The Yucatan peninsula, famous for its turquoise seas, white sand and Mayan ruins, has been lashed by Wilma since Thursday.
Florida was next in line with Wilma due to hit by Monday. Authorities were taking no risks after Hurricane Katrina devastated New Orleans, and ordered mandatory evacuations, starting with 80,000 residents of the vulnerable Florida Keys.
"Take this seriously. There will be flooding," Key West spokesman Michael Haskins told local radio.
In Mexico, the coral-fringed resort island of Cozumel, popular with scuba divers, took the brunt of the storm on Friday. Many locals remained in shelters on Saturday, with power still out and no boat services running.
One man was killed in Yucatan state when a tree branch blew off and crushed him. Two people died when a gas tank exploded in the resort of Playa del Carmen, south of Cancun.
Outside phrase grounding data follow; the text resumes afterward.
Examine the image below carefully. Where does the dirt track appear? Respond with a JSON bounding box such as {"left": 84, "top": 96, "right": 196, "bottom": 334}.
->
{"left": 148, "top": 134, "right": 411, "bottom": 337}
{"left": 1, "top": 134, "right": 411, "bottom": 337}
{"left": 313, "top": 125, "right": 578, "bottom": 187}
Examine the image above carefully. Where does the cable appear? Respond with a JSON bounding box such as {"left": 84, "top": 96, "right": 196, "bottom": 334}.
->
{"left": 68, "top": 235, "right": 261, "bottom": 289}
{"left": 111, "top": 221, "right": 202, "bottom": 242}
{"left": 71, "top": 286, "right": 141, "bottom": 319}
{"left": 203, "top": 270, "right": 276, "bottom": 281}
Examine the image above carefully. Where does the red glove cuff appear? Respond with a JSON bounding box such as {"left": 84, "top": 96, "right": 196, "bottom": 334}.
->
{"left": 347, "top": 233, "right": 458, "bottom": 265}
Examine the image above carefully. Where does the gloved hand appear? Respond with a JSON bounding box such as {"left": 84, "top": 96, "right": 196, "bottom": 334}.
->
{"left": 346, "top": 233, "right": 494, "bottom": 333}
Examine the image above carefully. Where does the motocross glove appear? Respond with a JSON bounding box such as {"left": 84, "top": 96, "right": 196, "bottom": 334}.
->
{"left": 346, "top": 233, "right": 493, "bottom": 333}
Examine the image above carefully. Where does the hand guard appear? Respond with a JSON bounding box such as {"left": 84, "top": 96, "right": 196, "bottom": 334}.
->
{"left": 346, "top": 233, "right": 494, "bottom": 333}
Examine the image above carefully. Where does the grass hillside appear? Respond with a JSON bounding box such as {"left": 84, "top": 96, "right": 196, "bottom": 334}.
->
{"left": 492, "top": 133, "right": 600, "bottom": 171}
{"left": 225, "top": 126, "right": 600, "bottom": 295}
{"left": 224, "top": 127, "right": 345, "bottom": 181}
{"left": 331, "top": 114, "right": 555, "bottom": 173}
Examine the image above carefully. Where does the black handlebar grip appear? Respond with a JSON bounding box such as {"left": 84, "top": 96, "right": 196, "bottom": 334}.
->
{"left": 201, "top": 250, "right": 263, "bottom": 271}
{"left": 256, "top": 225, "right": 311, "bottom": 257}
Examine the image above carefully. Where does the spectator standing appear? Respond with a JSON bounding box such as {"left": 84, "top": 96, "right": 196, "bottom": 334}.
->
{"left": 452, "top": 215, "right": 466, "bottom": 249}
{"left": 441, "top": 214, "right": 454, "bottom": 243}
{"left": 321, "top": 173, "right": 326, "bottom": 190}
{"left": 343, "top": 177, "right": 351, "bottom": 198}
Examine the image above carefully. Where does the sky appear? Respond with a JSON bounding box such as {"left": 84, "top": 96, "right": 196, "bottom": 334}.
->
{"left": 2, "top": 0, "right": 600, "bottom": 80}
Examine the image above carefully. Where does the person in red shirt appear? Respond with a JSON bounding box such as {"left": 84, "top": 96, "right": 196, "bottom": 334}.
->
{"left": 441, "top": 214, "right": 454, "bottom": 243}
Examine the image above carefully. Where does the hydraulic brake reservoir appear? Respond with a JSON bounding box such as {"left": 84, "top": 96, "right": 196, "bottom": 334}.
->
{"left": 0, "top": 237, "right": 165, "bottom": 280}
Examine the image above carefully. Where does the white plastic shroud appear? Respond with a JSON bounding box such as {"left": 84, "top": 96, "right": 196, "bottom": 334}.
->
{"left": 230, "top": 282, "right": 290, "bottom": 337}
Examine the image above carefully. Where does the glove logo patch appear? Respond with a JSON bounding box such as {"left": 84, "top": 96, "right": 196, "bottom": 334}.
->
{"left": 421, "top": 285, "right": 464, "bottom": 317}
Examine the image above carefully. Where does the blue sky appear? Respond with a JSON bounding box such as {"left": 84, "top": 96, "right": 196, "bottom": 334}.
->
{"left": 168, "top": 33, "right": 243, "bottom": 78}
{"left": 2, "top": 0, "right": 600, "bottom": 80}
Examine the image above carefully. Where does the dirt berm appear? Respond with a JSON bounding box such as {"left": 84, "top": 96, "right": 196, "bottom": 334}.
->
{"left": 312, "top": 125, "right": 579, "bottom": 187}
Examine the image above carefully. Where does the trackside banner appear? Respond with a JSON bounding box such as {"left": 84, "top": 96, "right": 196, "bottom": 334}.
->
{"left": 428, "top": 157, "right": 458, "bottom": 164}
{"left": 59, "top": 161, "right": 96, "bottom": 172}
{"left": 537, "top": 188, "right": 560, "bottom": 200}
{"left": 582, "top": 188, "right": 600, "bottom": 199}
Half a dozen flimsy homes were knocked down in Playa del Carmen and felled concrete pylons cut the highway to Cancun. A smashed small plane lay upside down on a flooded air strip.
As locals bailed out their homes with buckets, Mexican and foreign visitors waded through waist-high water, desperate for food and water. A German couple dragged their backpacks through the chalky water, searching for somewhere dry to sleep.
"We haven't eaten since Thursday. I don't know what we're going to do," said migrant worker Juan Gonzales.
Wilma was moving extremely slowly, raising hopes it will have weakened considerably before reaching Florida.
Mexico is used to hurricanes but this is one of the biggest and slowest-moving in years, dumping intense rain on the area.
Meteorologist Alberto Hernandez noted Wilma was also unusually big with a diametre of 800km.
"I've lived through three hurricanes. This is the worst," said tourist police chief Alberto Pat in Playa del Carmen, where five prisoners escaped from jail when a fence blew down.
Thousands of stranded tourists prepared for another night huddled in dank, sweaty refuges but many were relieved to have been evacuated from flimsy beach cabins along the coast.
"We are very fortunate to be here. We were in a palm hut. I bet there is nothing left. I cannot wait for this to be over," said Scott Whitcher, 38, from San Francisco. He was bathing in rain on a hotel balcony after two days without running water.
Some 1,600 tourists in a gymnasium were moved to safer locations just before the roof blew off, a city official said.
Mudslides caused by Wilma killed 10 people in Haiti this week and Cuba, which evacuated 559,000 people, was hit by drenching rains and tornadoes in the west of the island.
This hurricane season has spawned three of the most intense storms on record. Experts say the Atlantic has entered a period of heightened storm activity that could last 20 for years.